Si on se fie au calendrier parlementaire
actuel, c'est seulement le 29 mai prochain que vont se terminer les auditions
particulières sur le projet de loi n° 176, ce qui nous laisse donc deux
semaines, jusqu'au 15 juin, jusqu'à la fin des travaux parlementaires, pour
procéder à son adoption. De penser qu'on peut traiter un projet de loi de près
d'une cinquantaine d'articles, dont plusieurs sont controversés, en moins de deux
semaines, c'est de la pensée magique. Et les travailleurs et travailleuses du
Québec n'auront donc pas grand-chose à célébrer demain parce que le
gouvernement, qui est au pouvoir depuis quatre ans à Québec, n'aura, à vrai
dire, rien fait pour améliorer le seuil minimal des conditions de travail, au
Québec, en quatre ans de pouvoir majoritaire. C'est un bilan, donc, qui risque
d'être inexistant. C'est largement insuffisant.

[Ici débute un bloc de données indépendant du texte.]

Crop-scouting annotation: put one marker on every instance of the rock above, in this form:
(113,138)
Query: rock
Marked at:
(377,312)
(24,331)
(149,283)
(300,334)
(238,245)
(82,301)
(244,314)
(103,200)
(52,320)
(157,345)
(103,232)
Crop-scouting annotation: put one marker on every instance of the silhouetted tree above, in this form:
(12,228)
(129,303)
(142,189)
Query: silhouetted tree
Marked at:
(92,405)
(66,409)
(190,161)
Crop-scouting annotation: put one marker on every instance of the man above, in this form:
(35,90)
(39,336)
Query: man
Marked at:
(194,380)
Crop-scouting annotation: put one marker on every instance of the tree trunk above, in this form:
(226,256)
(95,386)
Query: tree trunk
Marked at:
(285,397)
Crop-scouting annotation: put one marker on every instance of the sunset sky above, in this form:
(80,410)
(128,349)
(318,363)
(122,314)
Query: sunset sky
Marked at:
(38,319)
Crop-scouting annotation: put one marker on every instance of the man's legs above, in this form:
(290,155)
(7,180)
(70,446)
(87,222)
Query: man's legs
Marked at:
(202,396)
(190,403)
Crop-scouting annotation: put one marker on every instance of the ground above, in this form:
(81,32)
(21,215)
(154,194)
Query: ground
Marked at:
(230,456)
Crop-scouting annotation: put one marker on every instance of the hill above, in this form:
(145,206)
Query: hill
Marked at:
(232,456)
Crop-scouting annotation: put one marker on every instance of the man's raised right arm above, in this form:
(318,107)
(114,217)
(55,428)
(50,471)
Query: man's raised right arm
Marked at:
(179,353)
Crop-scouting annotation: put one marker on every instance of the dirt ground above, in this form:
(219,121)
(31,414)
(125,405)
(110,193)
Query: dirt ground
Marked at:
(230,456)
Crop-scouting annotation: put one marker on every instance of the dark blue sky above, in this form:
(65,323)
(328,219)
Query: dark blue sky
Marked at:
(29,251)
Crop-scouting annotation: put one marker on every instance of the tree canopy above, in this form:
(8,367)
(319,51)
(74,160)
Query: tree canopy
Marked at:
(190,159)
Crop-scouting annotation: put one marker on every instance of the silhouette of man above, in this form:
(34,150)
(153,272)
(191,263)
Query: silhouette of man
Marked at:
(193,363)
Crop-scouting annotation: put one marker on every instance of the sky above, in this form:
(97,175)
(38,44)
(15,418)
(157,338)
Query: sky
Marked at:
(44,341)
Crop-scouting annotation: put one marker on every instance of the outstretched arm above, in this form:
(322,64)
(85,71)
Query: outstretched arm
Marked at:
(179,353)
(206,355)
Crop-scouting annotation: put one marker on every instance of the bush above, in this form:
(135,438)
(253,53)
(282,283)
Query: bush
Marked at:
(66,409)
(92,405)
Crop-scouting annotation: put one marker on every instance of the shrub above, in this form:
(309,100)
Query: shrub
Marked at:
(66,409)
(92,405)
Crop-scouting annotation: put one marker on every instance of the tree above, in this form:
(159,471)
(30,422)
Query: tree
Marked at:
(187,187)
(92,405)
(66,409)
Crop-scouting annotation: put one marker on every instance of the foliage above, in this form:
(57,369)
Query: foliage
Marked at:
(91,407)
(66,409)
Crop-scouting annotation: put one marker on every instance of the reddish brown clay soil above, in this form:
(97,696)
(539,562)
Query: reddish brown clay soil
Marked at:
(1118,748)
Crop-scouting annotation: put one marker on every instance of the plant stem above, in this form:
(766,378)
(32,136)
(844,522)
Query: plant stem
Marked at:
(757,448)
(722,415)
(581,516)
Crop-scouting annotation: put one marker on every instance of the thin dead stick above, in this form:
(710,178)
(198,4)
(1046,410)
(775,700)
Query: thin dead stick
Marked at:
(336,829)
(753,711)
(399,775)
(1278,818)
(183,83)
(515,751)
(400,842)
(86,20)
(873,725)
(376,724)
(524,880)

Et il faut rappeler que pendant ce
temps-là les rémunérations à la Caisse de dépôt, à Hydro-Québec ont continué
d'exploser, que pendant ce temps-là, comme on nous le rappelait dans les
journaux ce matin, les rémunérations des dirigeants des grandes entreprises, au
Québec, continuent d'exploser. Je pense que cette situation-là, à elle seule,
montre quelles sont les réelles priorités du gouvernement libéral actuel.
Le Modérateur
: Des
questions?
M. Bélair-Cirino (Marco) :
Oui. Vous n'êtes pas un peu sévère, dans la mesure où demain sera consacrée la
plus importante hausse du salaire minimum depuis 20 ans? De 11,25 $ à
12 $ de l'heure, c'est quand même...
M. Nadeau-Dubois : C'est mieux
que rien, mais ça maintient quand même les travailleurs et travailleuses au
salaire minimum en dessous du seuil de pauvreté, alors que la fonction
sociale... la raison d'être d'un salaire minimum devrait être d'assurer une vie
digne aux gens qui travaillent à temps plein.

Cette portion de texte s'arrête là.